Query a vector search index
This article describes how to query a vector search index, including how to use filters and reranking.
For example notebooks illustrating how to create and query vector search endpoints and indexes, see Vector search example notebooks. For reference information, see the Python SDK reference.
Installation
To use the vector search SDK, you must install it in your notebook. Use the following code to install the package:
%pip install databricks-vectorsearch
dbutils.library.restartPython()
Then use the following command to import VectorSearchClient:
from databricks.vector_search.client import VectorSearchClient
For information about authentication, see Data protection and authentication.
How to query a vector search index
You can only query the vector search index using the Python SDK, the REST API, or the SQL vector_search() AI function.
If the user querying the index is not the owner of the vector search index, the user must have the following UC privileges:
- USE CATALOG on the catalog that contains the vector search index.
- USE SCHEMA on the schema that contains the vector search index.
- SELECT on the vector search index.
The default query type is ann (approximate nearest neighbor).
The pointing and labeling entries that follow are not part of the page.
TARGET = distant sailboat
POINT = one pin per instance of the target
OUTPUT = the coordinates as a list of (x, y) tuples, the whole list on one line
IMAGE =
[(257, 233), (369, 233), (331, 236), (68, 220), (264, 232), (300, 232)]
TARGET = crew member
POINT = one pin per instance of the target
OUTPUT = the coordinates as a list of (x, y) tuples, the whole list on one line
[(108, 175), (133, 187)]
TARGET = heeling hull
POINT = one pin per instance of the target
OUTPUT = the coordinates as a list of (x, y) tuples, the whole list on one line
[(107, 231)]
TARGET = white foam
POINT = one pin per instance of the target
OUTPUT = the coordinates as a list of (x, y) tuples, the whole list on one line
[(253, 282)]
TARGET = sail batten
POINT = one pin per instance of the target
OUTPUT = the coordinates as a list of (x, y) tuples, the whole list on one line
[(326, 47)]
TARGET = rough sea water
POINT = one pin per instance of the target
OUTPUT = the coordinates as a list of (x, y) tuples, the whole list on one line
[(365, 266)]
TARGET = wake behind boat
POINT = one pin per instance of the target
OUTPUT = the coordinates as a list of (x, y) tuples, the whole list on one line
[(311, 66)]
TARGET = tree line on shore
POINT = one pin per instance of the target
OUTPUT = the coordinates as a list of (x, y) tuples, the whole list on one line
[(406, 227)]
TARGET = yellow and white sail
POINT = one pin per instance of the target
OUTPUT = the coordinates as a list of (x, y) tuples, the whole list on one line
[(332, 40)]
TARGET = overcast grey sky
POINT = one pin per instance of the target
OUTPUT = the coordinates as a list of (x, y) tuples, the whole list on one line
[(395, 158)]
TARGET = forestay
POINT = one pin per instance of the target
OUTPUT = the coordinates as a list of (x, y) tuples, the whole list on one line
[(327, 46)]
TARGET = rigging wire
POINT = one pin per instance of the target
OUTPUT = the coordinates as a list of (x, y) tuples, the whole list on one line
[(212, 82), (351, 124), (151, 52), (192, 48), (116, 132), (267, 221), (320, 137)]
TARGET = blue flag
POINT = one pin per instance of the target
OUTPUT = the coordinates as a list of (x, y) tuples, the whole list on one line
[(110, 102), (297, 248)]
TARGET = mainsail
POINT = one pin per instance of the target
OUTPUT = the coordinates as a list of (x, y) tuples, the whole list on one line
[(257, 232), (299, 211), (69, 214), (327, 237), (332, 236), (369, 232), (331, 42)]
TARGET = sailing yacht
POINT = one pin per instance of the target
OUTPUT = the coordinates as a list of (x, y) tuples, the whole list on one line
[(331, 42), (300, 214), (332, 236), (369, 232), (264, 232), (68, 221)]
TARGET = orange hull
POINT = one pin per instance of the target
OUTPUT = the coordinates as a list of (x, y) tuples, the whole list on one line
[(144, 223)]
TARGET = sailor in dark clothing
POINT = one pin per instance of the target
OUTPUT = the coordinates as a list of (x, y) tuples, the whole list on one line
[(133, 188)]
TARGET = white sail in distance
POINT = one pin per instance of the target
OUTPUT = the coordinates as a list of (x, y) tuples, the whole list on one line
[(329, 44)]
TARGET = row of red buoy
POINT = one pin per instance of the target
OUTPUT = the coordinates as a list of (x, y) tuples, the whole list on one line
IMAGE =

To perform a hybrid keyword-similarity search, set the parameter query_type to hybrid. With hybrid search, all text metadata columns are included, and a maximum of 200 results are returned.
To use the reranker in a query, see Use the reranker in a query.
Full-text search is available as a beta feature. To perform a full-text search, set the parameter query_type to FULL_TEXT. With full-text search, you can retrieve up to 200 results based on keyword matching without using vector embeddings.
- Python SDK standard endpoint
- Python SDK storage-optimized endpoint
- REST API
- SQL
For details, see the Python SDK reference.
# Delta Sync Index with embeddings computed by Databricks
results = index.similarity_search(
query_text="Greek myths",
columns=["id", "field2"],
num_results=2
)
# Delta Sync Index using hybrid search, with embeddings computed by Databricks
results3 = index.similarity_search(
query_text="Greek myths",
columns=["id", "field2"],
num_results=2,
query_type="hybrid"
)
# Delta Sync Index using full-text search (Beta)
results4 = index.similarity_search(
query_text="Greek myths",
columns=["id", "field2"],
num_results=2,
query_type="FULL_TEXT"
)
# Delta Sync Index with pre-calculated embeddings
results2 = index.similarity_search(
query_vector=[0.9] * 1024,
columns=["id", "text"],
num_results=2
)
For details, see the Python SDK reference.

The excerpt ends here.